中華麺の老舗フランチャイズが幕を閉じた本当の理由

 変われなかった中小企業は潰れた時、周囲から「最低賃金を引き上げたせいだ!」とか「コロナ禍のあおりをモロに受けた!」なんていろいろなことを言われる。しかし、原因をしっかりと分析してみると、単なる「自然淘汰」だった、ということがよくある。

 それを象徴するような企業倒産がつい最近あった。

 中華麺の製造販売を主体に、ラーメン店「元祖札幌や」のフランチャイズ展開も行っていた南京軒食品(東京都品川区)だ。創業1914年。従業員は57人、埼玉に工場を持つこの中小企業は、個人経営のラーメン店を多く取引先として麺を卸していたという。そんな南京軒食品が4月21日、東京地裁へ民事再生法の適用を申請した。

 これを受けてメディアは『コロナで相次ぐ「ラーメン店」倒産。
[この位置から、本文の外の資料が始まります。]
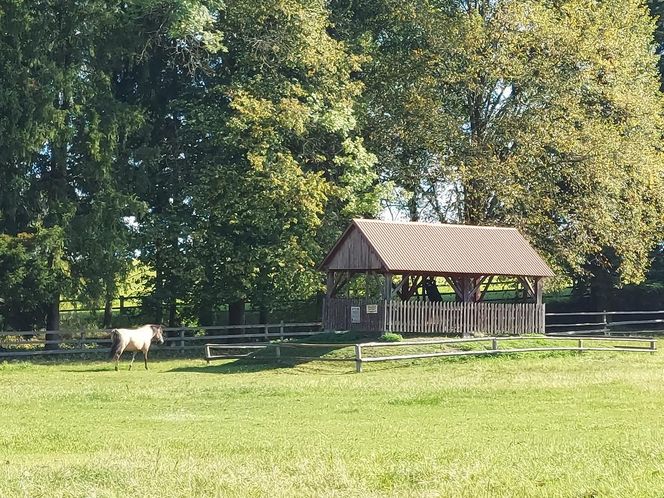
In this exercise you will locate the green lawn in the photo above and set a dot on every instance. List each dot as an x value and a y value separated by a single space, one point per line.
528 425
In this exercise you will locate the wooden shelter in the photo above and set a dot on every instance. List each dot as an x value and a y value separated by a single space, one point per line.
410 260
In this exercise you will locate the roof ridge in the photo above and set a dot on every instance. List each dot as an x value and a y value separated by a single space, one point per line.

老舗フランチャイズが100年の歴史に幕』(日刊工業新聞7月31日)という感じで報じ、いかにもコロナが悪いと匂わせているが、実は南京軒食品は17年2月期から19年2月期まで3期連続で減収、当期損益も3期連続で赤字となっていた。

 残念ながら、コロナ禍の前から既にビジネスモデルが破綻していたのだ。

 なぜこうなってしまったのかというと「時代による淘汰」も大きい。「全国製麺協同組合連合会の活動」(平成24年度)を見ると、生めん類の生産量の推移は、平成7年の約72万トンをピークに下降して、平成23年には約54万トンまで落ち込んでおり、「市場が伸び悩むなかでの競争激化による淘汰が進行している」とはっきりと書かれている。そして、その淘汰の中でも減少傾向にあるのは中小工場。そう、南京軒食品がそれにあたる。

 これに拍車をかけたのが、「自家製麺ブーム」だ。ラーメン好きの方ならばおわかりだろうが、最近の個人経営のラーメン店は店内に製麺機を置き、自家製麺を使用しているところが多い。かつてはラーメン屋はスープで勝負していたが、この10年ほどで「自家製麺」に力を入れるようにもなった。この取引先側の大きな意識変化が、中小の製麺製造販売店の経営に打撃にならないわけがないのだ。

 一見すると、南京軒食品の100年の歴史に幕を下ろしたのは「コロナ」のように映る。しかし、実際は10年前から指摘されていた「競争激化による淘汰」と「自家製麺ブーム」という時代の変化に対して「業態転換」で対応できなかったということが大きいのだ。

 それはつまり、「最低賃金も払えない」「業態転換もできない」という中小企業は残念ながら、南京軒食品と同じ道をたどってしまうということだ。

 だからこそ、生き残るために「業態転換」にチャレンジをしていただきたいのだ。

 もしそれでもなお業態を換えたくない、かといって時給930円も払えないという経営者の方は不本意かもしれないが、潔く会社をたたんでいただいた方がいいかもしれない。